I actually have had the same problem for a long time. At first I never DNF'ed books, while often this meant I was reading books I enjoyed I also had a few books where I truged through. A few months ago I decided that sometimes it is better to just DNF a book. I also keep the 100 pages rule approximately. If a book hasn't grabbed my attention by then it probably isn't going to grab my attention. With shorter stories this sometimes can be a bit earlier, but usually around 100 pages. Reading a book you don't enjoy just takes the fun out of reading. I even made a shelf on Goodreads for DNf books and there are currently are 5 books on it. Luckily only one of those I got for review and had to tell the author I didn't like her book and it was going to be a DNF for me, that still is difficult for me telling authors I didn't like their book.
I've occasionally decided not to finish a book, and it does feel freeing. But I've never quite felt I could do that with a book I had agreed to review, so your experience is both instructive and reassuring. I also like the idea of putting DNF books on a Goodreads shelf but not reviewing them on your blog.
I can really relate to the reading slumps caused by forcing yourself to read a book you don't like. Since it appears not to be the end of the world (or the end of a good relationship with a publisher), I think I'll be a little more willing to DNF in future.
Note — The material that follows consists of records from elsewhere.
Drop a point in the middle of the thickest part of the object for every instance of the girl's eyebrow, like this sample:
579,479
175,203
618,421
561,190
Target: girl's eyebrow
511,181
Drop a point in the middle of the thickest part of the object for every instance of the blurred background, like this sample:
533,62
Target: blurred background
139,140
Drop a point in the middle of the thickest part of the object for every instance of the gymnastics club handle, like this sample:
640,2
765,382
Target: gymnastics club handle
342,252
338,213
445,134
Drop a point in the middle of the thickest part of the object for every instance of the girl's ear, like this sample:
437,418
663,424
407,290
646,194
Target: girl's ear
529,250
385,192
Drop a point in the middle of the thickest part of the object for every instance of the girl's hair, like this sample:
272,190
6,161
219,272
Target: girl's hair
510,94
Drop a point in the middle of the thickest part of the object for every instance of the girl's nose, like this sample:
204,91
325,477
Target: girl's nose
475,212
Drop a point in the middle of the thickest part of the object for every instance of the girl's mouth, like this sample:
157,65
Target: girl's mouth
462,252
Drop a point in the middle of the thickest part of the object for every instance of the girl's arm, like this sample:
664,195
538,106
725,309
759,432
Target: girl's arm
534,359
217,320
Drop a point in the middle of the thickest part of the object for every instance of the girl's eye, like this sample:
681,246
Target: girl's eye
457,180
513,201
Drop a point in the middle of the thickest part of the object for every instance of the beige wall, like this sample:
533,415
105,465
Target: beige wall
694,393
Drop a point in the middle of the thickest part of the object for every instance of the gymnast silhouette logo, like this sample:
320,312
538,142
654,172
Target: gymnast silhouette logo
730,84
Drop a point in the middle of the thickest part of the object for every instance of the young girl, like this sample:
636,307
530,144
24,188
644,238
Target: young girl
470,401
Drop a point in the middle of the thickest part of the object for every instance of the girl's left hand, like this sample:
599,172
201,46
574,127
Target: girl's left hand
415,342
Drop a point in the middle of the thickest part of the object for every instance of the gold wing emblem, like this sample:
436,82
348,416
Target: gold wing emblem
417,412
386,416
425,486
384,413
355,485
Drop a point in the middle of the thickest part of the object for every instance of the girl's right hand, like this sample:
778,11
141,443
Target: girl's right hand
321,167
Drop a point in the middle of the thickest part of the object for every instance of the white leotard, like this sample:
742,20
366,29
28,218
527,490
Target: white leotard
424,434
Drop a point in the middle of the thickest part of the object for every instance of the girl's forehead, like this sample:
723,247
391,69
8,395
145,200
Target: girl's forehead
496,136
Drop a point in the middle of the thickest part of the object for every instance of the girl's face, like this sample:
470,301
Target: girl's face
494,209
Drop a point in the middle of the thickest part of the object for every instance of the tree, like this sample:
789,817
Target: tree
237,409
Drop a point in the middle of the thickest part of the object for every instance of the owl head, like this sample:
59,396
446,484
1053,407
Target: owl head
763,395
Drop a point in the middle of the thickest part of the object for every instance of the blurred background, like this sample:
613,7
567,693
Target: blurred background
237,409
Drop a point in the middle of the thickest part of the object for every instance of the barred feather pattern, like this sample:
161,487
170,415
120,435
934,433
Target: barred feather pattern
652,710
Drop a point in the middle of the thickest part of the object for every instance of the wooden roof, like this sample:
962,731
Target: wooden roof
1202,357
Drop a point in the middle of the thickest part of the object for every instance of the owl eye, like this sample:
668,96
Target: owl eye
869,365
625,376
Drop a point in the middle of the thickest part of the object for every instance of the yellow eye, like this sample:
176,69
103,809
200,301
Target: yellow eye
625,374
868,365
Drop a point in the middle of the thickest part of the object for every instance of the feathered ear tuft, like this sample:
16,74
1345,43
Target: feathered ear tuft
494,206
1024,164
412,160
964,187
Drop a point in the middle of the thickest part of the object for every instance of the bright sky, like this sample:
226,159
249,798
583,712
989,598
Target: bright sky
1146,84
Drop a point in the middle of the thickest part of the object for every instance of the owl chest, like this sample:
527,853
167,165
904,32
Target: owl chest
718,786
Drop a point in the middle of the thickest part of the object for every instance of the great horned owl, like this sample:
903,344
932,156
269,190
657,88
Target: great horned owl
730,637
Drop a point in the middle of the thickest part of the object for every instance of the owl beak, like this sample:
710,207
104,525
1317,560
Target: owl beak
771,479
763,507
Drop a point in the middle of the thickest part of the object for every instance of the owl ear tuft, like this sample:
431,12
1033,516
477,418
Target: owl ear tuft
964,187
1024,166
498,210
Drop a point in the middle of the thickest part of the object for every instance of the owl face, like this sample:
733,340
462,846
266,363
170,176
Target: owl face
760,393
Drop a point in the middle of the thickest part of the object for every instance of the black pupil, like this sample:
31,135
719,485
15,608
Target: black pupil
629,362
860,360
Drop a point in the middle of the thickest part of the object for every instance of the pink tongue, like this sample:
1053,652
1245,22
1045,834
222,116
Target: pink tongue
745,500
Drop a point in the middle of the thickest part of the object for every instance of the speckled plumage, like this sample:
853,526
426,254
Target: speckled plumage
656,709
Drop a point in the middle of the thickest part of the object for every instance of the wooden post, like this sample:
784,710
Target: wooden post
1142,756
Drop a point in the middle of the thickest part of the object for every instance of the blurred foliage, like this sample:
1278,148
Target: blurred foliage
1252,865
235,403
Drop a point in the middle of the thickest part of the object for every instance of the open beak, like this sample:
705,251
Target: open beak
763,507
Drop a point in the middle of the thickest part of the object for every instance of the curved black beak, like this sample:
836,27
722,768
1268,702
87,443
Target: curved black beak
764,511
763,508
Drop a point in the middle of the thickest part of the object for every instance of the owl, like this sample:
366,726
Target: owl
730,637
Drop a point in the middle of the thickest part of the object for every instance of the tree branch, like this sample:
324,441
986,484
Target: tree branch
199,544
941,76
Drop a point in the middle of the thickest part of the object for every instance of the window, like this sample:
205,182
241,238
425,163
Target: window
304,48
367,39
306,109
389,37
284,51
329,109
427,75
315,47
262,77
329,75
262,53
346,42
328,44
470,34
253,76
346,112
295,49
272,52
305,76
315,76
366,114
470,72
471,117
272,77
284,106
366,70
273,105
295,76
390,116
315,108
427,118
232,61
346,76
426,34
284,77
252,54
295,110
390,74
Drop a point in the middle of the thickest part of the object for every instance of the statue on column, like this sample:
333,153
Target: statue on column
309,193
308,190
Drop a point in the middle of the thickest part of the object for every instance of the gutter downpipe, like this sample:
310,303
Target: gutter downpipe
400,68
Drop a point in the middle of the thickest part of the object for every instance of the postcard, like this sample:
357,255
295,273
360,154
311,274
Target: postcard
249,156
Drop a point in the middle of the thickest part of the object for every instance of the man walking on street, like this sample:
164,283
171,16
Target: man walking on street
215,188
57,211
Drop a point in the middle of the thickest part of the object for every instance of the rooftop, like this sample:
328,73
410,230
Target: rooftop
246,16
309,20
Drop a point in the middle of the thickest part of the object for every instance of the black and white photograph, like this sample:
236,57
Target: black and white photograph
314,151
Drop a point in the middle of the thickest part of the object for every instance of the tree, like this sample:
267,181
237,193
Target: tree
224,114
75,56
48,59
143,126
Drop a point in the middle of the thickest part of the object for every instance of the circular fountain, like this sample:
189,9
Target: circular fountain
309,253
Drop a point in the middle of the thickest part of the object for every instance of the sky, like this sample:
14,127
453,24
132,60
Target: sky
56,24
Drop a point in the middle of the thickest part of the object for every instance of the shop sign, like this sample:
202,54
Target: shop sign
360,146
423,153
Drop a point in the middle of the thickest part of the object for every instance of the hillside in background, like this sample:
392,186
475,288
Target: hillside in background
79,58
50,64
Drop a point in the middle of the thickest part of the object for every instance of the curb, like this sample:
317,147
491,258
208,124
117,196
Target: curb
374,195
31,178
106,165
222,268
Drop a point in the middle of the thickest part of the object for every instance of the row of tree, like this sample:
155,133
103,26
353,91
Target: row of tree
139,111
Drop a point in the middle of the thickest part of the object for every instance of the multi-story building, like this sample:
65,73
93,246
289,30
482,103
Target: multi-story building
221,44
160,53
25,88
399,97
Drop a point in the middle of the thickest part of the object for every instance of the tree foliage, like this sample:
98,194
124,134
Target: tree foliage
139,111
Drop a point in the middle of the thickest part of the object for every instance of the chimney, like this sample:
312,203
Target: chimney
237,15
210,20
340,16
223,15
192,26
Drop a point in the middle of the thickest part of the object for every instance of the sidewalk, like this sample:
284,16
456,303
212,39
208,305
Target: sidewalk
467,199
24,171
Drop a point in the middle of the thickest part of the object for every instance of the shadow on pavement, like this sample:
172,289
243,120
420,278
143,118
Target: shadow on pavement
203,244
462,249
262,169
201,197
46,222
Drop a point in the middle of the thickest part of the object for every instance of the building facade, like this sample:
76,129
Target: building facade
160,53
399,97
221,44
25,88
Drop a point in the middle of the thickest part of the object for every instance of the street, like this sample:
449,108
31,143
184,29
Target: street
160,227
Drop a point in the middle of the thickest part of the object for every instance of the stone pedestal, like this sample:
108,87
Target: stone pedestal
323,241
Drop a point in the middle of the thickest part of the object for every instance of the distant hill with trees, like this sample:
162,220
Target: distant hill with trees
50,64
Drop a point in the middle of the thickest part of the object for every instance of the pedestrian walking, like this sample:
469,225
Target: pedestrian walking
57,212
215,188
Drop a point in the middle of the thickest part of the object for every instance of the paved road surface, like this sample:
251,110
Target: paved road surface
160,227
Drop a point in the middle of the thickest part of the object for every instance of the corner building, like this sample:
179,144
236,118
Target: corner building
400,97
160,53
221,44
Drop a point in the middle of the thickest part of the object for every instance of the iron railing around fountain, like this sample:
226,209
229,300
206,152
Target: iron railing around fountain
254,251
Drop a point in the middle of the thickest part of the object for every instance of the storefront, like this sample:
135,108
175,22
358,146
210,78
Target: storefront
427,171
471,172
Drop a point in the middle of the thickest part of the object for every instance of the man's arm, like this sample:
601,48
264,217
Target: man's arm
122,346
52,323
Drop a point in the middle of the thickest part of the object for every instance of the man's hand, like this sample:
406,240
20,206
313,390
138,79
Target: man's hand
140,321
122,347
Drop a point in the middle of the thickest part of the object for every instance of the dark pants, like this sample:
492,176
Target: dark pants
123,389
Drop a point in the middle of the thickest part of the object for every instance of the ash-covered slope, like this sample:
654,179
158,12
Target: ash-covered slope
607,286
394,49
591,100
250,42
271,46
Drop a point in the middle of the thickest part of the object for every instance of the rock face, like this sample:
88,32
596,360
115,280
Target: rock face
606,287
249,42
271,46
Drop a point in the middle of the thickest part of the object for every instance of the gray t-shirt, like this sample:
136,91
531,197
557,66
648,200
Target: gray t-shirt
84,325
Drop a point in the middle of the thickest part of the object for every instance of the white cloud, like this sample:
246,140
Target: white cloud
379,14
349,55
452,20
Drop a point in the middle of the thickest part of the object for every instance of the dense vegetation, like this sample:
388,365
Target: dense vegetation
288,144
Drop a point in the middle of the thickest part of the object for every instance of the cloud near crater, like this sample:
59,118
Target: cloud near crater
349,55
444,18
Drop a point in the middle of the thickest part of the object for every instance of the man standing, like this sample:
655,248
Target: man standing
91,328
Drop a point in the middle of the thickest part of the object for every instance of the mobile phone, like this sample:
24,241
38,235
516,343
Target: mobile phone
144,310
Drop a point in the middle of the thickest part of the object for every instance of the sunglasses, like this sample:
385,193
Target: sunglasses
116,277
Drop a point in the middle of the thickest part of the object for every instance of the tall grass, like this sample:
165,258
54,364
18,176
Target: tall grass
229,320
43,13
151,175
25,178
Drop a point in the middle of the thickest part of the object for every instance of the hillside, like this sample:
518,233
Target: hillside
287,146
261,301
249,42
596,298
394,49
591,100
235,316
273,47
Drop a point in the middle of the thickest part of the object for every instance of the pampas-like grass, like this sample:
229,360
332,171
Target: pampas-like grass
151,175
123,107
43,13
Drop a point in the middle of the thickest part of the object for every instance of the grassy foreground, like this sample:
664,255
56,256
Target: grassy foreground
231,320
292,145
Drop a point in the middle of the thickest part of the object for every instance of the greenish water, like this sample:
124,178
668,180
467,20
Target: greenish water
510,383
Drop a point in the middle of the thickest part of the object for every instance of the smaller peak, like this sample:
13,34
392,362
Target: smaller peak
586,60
I recently did this for the first time and it felt SO GOOD. I always tried my hardest to at least skim through the rest of a book I'm having a tough time with and, for the most part, that's a practiced I'd still like to hold on to. However, for many of the reasons you discussed above, adding a DNF shelf to GoodReads and letting go of a book for once left me feeling so much less guilty than I thought I would.
Learning to DNF took me a while. When I was younger, I always finished a book. No matter how bad and frustrating it was, I finished it. I feel so much better now! It's not good to force yourself to read a book you don't like. We are reading, because we like reading and horrible books take away my fun. And you know what, I don't feel guilty about it. I got a copy from an author and I just couldn't finish it, so I emailed her and it was fine. This really opened my eyes, because it's okay to dislike a book. Not everybody loves the same thing.
152!!! You are kidding me! Do you have some elf slaves to help you read? :P I am such a slow reader! I'm on 75 mark.. It's like less that half of what you read! And it's so awesome they told you they value DNF thoughts, too - that makes me feel better, too!